Marta – Salve,  Sono una docente neoassunta in ruolo dal 1 settembre 2017. Mi trovo in astensione obbligatoria per maternità fino al 10 novembre 2017 e ho già fatto richiesta per il congedo facoltativo almeno fino a febbraio. Volevo sapere cosa è necessario fare concretamente per rinviare l’anno di prova: devo inviare qualche comunicazione oppure è automaticamente rimandato all’anno prossimo? Nel prossimo periodo credo inizieranno gli incontri di formazione  e non vorrei  che la mia assenza  fosse ingiustificata. Non sono riuscita a trovare informazioni al riguardo…Ringraziando porgo Cordiali saluti.

Paolo Pizzo – Gentilissima,

qualora nell’anno scolastico non siano stati prestati 180/120 giorni di effettivo servizio, la prova è prorogata di un anno scolastico, con provvedimento motivato, dall’organo competente per la conferma in ruolo.

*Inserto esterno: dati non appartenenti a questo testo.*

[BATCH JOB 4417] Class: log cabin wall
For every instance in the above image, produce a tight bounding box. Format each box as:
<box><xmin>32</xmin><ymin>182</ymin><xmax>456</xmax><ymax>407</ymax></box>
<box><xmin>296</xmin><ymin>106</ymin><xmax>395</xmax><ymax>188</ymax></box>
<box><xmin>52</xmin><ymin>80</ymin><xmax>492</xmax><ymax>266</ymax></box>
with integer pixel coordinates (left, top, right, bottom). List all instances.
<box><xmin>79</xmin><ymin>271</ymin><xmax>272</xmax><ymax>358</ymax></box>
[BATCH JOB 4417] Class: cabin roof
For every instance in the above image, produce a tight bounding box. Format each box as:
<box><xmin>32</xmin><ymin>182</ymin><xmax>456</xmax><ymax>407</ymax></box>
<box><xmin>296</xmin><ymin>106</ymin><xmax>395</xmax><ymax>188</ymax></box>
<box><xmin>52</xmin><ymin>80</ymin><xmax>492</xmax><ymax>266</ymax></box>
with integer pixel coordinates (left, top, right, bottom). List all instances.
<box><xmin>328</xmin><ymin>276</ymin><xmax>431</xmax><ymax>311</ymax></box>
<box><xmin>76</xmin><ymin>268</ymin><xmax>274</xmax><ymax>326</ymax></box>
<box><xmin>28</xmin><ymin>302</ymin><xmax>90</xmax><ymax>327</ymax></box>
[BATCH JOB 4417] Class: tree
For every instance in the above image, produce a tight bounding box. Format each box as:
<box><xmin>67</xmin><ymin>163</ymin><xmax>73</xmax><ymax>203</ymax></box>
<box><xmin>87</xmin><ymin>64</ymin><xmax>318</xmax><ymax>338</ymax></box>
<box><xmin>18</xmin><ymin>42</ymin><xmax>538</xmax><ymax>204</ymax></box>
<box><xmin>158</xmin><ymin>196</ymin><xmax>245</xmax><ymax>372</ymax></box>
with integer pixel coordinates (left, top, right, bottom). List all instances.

Per dare luogo al provvedimento di proroga è sufficiente il semplice accertamento – al quale la motivazione del provvedimento deve richiamarsi – della mancata prestazione del servizio per almeno 180/120 giorni nell’anno scolastico.

Pertanto la prova è prorogata, qualora non siano stati prestati almeno 180/120 giorni di servizio anche per i successivi anni scolastici in relazione a periodi di congedo o aspettative a qualunque titolo concessi, ivi compresi i periodi di astensione obbligatoria dal lavoro a norma dell’art. 4 della Legge 30 dicembre 1971, n. 1204 sulle lavoratrici madri (congedo per maternità), salve restando, ovviamente, le disposizioni di Legge che considerano valutabili anche ai fini della prova determinati periodi diversi dall’insegnamento.

Dal momento che il tuo rinvio è motivato, il dirigente, una volta constatata la mancanza dei requisiti è lui che emanerà un decreto di rinvio della prova.

Nessuna assenza sarà “ingiustificata”.